Insistons sur un fait psychologique propre aux barricades. Rien de ce qui caractérise cette surprenante guerre des rues ne doit être omis.

Quelle que soit cette étrange tranquillité intérieure dont nous venons de parler, la barricade, pour ceux qui sont dedans, n’en reste pas moins vision.

Il y a de l’apocalypse dans la guerre civile, toutes les brumes de l’inconnu se mêlent à ces flamboiements farouches, les révolutions sont sphinx, et quiconque a traversé une barricade croit avoir traversé un songe.

Ce qu’on ressent dans ces lieux-là, nous l’avons indiqué à propos de Marius, et nous en verrons les conséquences, c’est plus et c’est moins que de la vie.

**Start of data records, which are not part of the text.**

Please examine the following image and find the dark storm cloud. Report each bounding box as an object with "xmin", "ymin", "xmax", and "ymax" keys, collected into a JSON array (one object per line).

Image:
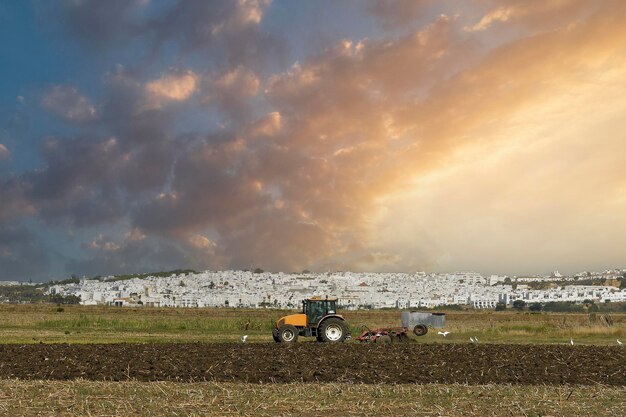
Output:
[
  {"xmin": 0, "ymin": 225, "xmax": 49, "ymax": 281},
  {"xmin": 0, "ymin": 0, "xmax": 626, "ymax": 275},
  {"xmin": 66, "ymin": 229, "xmax": 224, "ymax": 276},
  {"xmin": 55, "ymin": 0, "xmax": 147, "ymax": 47},
  {"xmin": 56, "ymin": 0, "xmax": 286, "ymax": 68}
]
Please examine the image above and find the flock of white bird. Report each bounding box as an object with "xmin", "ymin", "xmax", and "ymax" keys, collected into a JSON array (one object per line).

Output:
[{"xmin": 240, "ymin": 332, "xmax": 624, "ymax": 346}]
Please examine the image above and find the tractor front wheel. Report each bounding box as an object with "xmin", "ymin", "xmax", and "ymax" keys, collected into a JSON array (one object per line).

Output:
[
  {"xmin": 278, "ymin": 324, "xmax": 298, "ymax": 343},
  {"xmin": 320, "ymin": 317, "xmax": 348, "ymax": 343}
]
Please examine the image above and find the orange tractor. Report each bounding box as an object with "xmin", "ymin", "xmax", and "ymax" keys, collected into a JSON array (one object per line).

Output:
[{"xmin": 272, "ymin": 297, "xmax": 350, "ymax": 343}]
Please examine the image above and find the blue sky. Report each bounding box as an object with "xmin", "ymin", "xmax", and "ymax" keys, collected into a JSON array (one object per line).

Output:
[{"xmin": 0, "ymin": 0, "xmax": 626, "ymax": 280}]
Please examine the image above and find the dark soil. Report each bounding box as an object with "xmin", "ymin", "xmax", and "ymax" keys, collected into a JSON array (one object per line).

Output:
[{"xmin": 0, "ymin": 343, "xmax": 626, "ymax": 386}]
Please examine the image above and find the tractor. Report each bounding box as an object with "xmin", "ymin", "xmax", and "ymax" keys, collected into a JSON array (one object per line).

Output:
[{"xmin": 272, "ymin": 297, "xmax": 350, "ymax": 343}]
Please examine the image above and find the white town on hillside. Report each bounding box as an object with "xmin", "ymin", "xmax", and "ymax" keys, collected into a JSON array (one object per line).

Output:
[{"xmin": 30, "ymin": 269, "xmax": 626, "ymax": 309}]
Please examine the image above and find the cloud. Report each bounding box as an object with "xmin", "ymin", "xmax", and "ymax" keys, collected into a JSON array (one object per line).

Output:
[
  {"xmin": 464, "ymin": 0, "xmax": 596, "ymax": 32},
  {"xmin": 0, "ymin": 225, "xmax": 49, "ymax": 281},
  {"xmin": 41, "ymin": 85, "xmax": 96, "ymax": 123},
  {"xmin": 368, "ymin": 0, "xmax": 433, "ymax": 29},
  {"xmin": 145, "ymin": 70, "xmax": 198, "ymax": 108},
  {"xmin": 54, "ymin": 0, "xmax": 285, "ymax": 70},
  {"xmin": 0, "ymin": 0, "xmax": 626, "ymax": 274},
  {"xmin": 204, "ymin": 66, "xmax": 260, "ymax": 122},
  {"xmin": 0, "ymin": 143, "xmax": 11, "ymax": 161}
]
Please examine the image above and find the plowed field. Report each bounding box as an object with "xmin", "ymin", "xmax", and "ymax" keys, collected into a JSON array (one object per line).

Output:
[{"xmin": 0, "ymin": 343, "xmax": 626, "ymax": 386}]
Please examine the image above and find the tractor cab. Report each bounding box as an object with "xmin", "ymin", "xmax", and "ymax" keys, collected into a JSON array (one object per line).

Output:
[
  {"xmin": 272, "ymin": 297, "xmax": 349, "ymax": 343},
  {"xmin": 302, "ymin": 298, "xmax": 337, "ymax": 327}
]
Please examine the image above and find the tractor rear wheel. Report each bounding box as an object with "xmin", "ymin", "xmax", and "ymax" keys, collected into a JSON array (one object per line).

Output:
[
  {"xmin": 413, "ymin": 324, "xmax": 428, "ymax": 336},
  {"xmin": 319, "ymin": 317, "xmax": 348, "ymax": 343},
  {"xmin": 278, "ymin": 324, "xmax": 298, "ymax": 343}
]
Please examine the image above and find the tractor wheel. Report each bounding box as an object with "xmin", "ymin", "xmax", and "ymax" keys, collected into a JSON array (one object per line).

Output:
[
  {"xmin": 278, "ymin": 324, "xmax": 298, "ymax": 343},
  {"xmin": 319, "ymin": 317, "xmax": 348, "ymax": 342},
  {"xmin": 413, "ymin": 324, "xmax": 428, "ymax": 336}
]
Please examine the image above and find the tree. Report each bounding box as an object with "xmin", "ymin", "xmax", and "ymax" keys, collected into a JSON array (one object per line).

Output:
[{"xmin": 513, "ymin": 300, "xmax": 526, "ymax": 311}]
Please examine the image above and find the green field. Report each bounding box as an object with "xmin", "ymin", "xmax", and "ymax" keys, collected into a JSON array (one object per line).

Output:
[
  {"xmin": 0, "ymin": 304, "xmax": 626, "ymax": 416},
  {"xmin": 0, "ymin": 304, "xmax": 626, "ymax": 345}
]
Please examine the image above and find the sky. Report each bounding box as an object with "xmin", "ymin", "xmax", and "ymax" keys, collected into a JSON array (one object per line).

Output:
[{"xmin": 0, "ymin": 0, "xmax": 626, "ymax": 281}]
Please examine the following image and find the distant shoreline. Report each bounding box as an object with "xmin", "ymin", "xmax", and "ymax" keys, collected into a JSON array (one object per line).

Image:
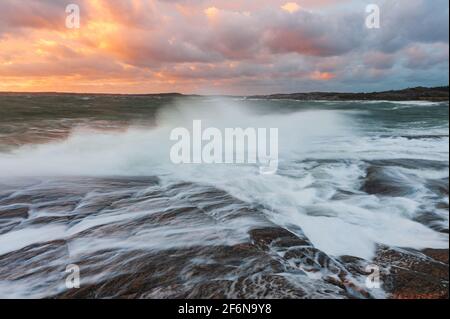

Sorti d’une barricade, on ne sait plus ce qu’on y a vu. On a été terrible, on l’ignore. On a été entouré d’idées combattantes qui avaient des faces humaines ; on a eu la tête dans de la lumière d’avenir. Il y avait des cadavres couchés et des fantômes debout. Les heures étaient colossales et semblaient des heures d’éternité. On a vécu dans la mort. Des ombres ont passé. Qu’était-ce ? On a vu des mains où il y avait du sang ; c’était un assourdissement épouvantable, c’était aussi un affreux silence ; il y avait des bouches ouvertes qui criaient, et d’autres bouches ouvertes qui se taisaient ; on était dans de la fumée, dans de la nuit peut-être. On croit avoir touché au suintement sinistre des profondeurs inconnues ; on regarde quelque chose de rouge qu’on a dans les ongles. On ne se souvient plus.

Revenons à la rue de la Chanvrerie.

Tout à coup, entre deux décharges, on entendit le son lointain d’une heure qui sonnait.

— C’est midi, dit Combeferre.

Les douze coups n’étaient pas sonnés qu’Enjolras se dressait tout debout, et jetait du haut de la barricade cette clameur tonnante :

— Montez des pavés dans la maison. Garnissez-en le rebord de la fenêtre et des mansardes. La moitié des hommes aux fusils, l’autre moitié aux pavés. Pas une minute à perdre.

Un peloton de sapeurs-pompiers, la hache à l’épaule, venait d’apparaître en ordre de bataille à l’extrémité de la rue.

Ceci ne pouvait être qu’une tête de colonne ; et de quelle colonne ? de la colonne d’attaque évidemment ; les sapeurs-pompiers chargés de démolir la barricade devant toujours précéder les soldats chargés de l’escalader.